The mechanics are unclear and probably unworkable. Who collects it, on what legal basis, and what happens to a vessel that refuses, are all unanswered. But the market did not wait for the detail. Brent rose almost 8% in a session, and has continued climbing since.
Iran’s answer was the extraordinary part
A senior Iranian figure replied publicly, and the reply deserves reading carefully because of what it concedes. Whoever provides safe passage through the strait, he wrote, should be compensated for the service. Iran, he added, has always been the guardian of the strait and will remain so. Then: twenty per cent is too much, and Iran would be fair.
Read that again. Washington says shipping through Hormuz should be taxed and that America should collect. Tehran says shipping through Hormuz should be taxed and that Iran should collect. The two are no longer arguing about whether the world’s most important trade route becomes a toll road. They are arguing about who mans the booth.
That is a structural change to the global trading system, and it happened over a weekend. Roughly a quarter of the world’s seaborne oil and a fifth of its liquefied natural gas passed through the strait before the war. If either principle is established, every barrel and every container carries a permanent geopolitical rent.
Why stocks and bonds fell together
For most of the last four decades, a shock that hurt equities helped bonds. Investors sold risk, bought government debt, and central banks cut rates. That relationship is now broken, and Monday showed why.

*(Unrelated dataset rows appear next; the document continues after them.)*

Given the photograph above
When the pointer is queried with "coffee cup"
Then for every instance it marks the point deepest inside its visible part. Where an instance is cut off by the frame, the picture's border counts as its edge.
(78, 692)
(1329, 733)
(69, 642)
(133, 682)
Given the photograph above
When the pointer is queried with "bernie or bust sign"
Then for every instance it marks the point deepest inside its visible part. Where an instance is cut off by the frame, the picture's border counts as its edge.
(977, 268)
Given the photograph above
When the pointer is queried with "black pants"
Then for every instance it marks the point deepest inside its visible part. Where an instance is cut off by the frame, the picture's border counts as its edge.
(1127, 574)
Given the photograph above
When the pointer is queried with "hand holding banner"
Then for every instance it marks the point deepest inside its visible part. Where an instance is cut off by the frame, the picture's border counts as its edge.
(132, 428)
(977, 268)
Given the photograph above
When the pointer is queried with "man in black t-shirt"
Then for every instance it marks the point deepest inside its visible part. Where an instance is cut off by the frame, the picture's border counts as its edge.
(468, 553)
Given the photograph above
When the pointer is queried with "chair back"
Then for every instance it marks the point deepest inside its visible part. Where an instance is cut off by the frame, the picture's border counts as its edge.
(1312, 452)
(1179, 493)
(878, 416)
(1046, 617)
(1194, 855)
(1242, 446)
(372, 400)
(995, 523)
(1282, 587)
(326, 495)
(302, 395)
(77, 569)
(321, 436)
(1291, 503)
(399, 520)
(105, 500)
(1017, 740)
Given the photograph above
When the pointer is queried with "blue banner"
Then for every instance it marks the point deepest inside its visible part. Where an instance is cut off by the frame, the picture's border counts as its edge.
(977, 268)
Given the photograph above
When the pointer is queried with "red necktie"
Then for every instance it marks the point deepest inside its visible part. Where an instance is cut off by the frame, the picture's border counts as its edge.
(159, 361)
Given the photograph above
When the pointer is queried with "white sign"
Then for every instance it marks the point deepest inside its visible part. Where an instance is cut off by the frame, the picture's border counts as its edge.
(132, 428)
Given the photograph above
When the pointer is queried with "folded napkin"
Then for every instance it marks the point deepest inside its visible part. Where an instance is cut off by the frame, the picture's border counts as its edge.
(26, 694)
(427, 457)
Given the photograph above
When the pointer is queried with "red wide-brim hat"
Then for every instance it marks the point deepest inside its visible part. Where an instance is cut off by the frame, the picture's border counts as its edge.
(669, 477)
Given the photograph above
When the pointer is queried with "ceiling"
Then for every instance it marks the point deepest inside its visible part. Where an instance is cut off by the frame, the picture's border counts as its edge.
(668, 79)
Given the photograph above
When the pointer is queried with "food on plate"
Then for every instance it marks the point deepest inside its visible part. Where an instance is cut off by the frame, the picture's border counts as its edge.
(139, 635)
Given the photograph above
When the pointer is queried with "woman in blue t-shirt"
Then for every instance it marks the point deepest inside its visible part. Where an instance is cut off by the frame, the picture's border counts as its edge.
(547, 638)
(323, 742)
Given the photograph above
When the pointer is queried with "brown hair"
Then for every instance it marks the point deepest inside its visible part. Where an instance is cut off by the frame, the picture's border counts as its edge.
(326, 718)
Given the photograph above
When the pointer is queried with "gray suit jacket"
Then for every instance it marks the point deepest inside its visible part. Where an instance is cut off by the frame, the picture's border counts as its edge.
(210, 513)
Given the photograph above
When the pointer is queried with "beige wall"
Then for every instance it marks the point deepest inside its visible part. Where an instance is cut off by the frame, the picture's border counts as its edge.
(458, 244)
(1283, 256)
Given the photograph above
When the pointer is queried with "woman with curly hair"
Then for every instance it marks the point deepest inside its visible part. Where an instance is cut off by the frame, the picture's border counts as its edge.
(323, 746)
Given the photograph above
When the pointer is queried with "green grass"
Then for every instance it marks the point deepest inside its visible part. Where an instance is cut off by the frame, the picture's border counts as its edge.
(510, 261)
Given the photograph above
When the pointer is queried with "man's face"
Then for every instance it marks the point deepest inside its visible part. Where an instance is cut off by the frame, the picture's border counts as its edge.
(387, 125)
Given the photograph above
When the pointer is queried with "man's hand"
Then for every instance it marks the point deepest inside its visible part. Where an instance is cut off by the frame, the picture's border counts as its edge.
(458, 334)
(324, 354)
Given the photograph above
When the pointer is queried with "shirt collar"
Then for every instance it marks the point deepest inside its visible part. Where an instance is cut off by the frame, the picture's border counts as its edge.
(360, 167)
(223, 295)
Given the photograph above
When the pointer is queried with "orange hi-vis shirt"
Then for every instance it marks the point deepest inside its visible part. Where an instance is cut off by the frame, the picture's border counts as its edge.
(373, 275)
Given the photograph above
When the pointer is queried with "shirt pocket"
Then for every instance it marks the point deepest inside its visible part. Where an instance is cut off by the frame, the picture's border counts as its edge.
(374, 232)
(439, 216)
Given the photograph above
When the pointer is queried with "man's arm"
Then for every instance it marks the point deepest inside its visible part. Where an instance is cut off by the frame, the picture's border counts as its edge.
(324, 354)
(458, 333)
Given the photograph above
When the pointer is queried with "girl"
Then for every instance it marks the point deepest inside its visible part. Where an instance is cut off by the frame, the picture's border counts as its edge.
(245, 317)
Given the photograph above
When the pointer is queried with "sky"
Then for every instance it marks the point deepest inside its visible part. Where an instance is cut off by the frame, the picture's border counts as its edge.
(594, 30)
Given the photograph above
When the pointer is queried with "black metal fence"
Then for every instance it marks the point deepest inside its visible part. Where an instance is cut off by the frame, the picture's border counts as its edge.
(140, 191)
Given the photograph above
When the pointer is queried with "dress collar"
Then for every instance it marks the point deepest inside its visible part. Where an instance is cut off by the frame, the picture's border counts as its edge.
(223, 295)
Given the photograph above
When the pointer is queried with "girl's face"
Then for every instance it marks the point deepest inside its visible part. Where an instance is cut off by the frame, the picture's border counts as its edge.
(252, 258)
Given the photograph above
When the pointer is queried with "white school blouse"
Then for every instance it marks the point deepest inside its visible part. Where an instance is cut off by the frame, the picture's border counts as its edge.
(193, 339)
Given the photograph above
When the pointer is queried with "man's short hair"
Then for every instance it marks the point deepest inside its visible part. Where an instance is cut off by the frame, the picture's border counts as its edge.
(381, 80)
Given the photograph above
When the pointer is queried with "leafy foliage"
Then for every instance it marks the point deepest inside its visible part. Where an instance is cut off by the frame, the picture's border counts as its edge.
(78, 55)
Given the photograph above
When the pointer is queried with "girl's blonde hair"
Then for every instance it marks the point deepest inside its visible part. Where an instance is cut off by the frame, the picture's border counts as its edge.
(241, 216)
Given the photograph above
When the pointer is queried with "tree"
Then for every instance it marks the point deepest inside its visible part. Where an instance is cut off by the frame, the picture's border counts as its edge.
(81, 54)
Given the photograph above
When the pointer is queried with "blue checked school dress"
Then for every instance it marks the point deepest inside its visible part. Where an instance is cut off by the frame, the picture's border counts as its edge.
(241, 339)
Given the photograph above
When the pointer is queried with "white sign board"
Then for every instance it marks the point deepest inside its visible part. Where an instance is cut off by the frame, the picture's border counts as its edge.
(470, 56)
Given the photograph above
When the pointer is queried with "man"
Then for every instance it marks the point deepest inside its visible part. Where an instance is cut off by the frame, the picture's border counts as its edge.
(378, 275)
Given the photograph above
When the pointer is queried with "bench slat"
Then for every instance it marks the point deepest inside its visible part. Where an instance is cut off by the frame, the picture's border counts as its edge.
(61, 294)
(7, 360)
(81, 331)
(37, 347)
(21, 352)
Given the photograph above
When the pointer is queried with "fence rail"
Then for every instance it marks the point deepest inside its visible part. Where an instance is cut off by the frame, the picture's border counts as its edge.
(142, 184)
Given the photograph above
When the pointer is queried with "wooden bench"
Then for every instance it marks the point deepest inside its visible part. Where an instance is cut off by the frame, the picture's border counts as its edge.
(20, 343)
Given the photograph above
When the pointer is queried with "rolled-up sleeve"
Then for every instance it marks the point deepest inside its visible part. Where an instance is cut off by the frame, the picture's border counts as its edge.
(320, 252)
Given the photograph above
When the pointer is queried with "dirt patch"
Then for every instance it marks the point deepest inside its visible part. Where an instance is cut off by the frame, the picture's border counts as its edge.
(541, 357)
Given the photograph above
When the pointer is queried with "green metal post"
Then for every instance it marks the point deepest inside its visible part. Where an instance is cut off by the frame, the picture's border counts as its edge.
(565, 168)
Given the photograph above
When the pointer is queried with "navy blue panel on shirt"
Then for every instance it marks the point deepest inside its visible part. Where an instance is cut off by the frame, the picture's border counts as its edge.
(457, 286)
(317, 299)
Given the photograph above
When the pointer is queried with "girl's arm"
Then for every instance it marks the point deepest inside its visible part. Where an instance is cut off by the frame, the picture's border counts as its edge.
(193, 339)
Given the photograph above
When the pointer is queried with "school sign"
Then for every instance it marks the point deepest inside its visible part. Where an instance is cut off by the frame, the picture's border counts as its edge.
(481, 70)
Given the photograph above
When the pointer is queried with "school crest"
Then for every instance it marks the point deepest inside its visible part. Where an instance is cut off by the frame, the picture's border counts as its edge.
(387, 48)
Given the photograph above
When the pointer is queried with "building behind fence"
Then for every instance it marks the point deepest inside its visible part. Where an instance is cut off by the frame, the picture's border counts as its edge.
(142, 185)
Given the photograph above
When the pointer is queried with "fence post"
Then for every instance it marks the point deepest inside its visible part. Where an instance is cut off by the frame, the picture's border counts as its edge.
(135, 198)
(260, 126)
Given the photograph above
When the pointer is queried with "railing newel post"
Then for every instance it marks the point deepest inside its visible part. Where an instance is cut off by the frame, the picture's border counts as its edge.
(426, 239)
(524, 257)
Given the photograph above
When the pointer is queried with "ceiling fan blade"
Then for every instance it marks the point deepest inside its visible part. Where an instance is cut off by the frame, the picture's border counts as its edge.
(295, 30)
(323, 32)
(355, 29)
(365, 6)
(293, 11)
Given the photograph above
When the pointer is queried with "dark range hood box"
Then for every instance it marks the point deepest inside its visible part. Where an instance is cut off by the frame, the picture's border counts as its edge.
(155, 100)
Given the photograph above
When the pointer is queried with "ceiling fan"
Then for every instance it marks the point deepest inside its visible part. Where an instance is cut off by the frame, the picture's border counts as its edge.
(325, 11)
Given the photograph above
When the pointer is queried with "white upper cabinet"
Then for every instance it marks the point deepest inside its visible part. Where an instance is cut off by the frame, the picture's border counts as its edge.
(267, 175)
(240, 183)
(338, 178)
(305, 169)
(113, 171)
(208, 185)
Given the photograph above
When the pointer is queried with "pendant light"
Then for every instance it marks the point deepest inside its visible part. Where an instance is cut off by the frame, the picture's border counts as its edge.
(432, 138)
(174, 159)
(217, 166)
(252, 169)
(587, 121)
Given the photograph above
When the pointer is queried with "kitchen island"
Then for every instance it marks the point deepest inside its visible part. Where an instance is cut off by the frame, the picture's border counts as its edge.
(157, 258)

An oil shock is inflationary. It raises the price of transport, heating, plastics, fertiliser and food, and it does so regardless of what interest rates are doing. So a central bank facing it cannot cut without letting inflation run. It may have to tighten into a slowdown. When Waller suggested the Fed might need to raise rates, bonds sold off, and equities sold off with them, because there is no longer a rescue coming.
The physical numbers underneath are worse than the price suggests. Around 230 loaded oil tankers are sitting inside the Gulf with nowhere to deliver. In one twelve-hour window last week, six vessels crossed the strait. Before the fighting resumed, the figure was eighteen to twenty-two a day. Analysts at MST Financial expect traffic to remain below half of pre-war levels for months.
Europe pays the most
Europe is the region least able to absorb this, and it has the least leverage over it.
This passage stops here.